Tokenized U.S. Treasuries Surge to Record $4.2B as Crypto Investors Seek Stability
Ondo Finance, BlackRock-Securitize, and Superstate saw the most growth among major issuers, while Hashnote’s USYC declined.
As the crypto market experienced a widespread correction in recent weeks, investors turned to tokenized U.S. Treasury products as a safe haven.
Since late January, the total market capitalization of Treasury-backed tokens has surged by $800 million, reaching a new all-time high of $4.2 billion, according to data from rwa.xyz.
Ondo Finance (ONDO), a leading real-world asset (RWA) platform, saw its OUSG and USDY tokens—backed by short-term bonds—climb nearly 53% in market value, bringing their combined total close to $1 billion.

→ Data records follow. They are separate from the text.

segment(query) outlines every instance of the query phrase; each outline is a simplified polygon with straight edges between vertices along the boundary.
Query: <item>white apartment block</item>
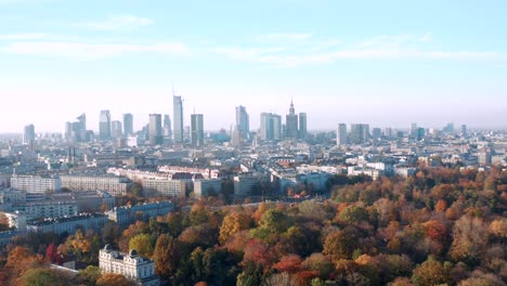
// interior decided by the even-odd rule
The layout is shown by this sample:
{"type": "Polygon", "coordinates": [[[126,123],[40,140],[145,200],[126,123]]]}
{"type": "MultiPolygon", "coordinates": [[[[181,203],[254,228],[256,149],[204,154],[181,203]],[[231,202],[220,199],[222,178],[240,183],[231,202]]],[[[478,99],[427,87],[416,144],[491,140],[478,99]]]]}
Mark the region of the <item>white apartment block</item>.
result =
{"type": "Polygon", "coordinates": [[[105,191],[113,196],[127,194],[127,178],[117,176],[62,176],[62,187],[70,191],[105,191]]]}
{"type": "Polygon", "coordinates": [[[53,193],[62,190],[62,180],[57,177],[14,174],[11,178],[11,187],[28,193],[53,193]]]}
{"type": "Polygon", "coordinates": [[[147,179],[143,181],[143,187],[148,194],[157,192],[162,196],[184,197],[186,182],[183,180],[147,179]]]}
{"type": "Polygon", "coordinates": [[[140,257],[134,249],[130,253],[113,250],[106,245],[99,252],[99,268],[102,273],[120,274],[139,286],[158,286],[160,280],[155,274],[155,262],[140,257]]]}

Meanwhile, BUIDL, the token issued through a collaboration between asset management giant BlackRock and tokenization firm Securitize, rose 25% to surpass $800 million. Franklin Templeton’s BENJI token expanded to $687 million, a 16% increase, while Superstate’s USTB soared 63% to reach $363 million.
However, not all issuers saw gains. Hashnote’s USYC token dropped over 20% to $900 million, largely due to the struggles of DeFi protocol Usual. The token serves as the primary backing asset for Usual’s USD0 stablecoin, which has seen its supply shrink from a January peak of $1.8 billion to under $1 billion.
“The recent surge in tokenized treasuries highlights a flight to quality, mirroring traditional markets where investors shift from equities to U.S. Treasuries during economic downturns,” said Brian Choe, head of research at rwa.xyz, in a statement to CoinDesk.
Choe compared the market cap trends of tokenized treasuries and stablecoins, noting that between November and January—when crypto markets were rallying—stablecoins outpaced treasury-backed assets. However, as the market turned bearish in February, the growth of tokenized treasuries accelerated beyond that of stablecoins.
“This suggests that instead of completely exiting the market, some investors are reallocating capital into lower-risk, yield-generating assets while waiting for better market conditions,” Choe added.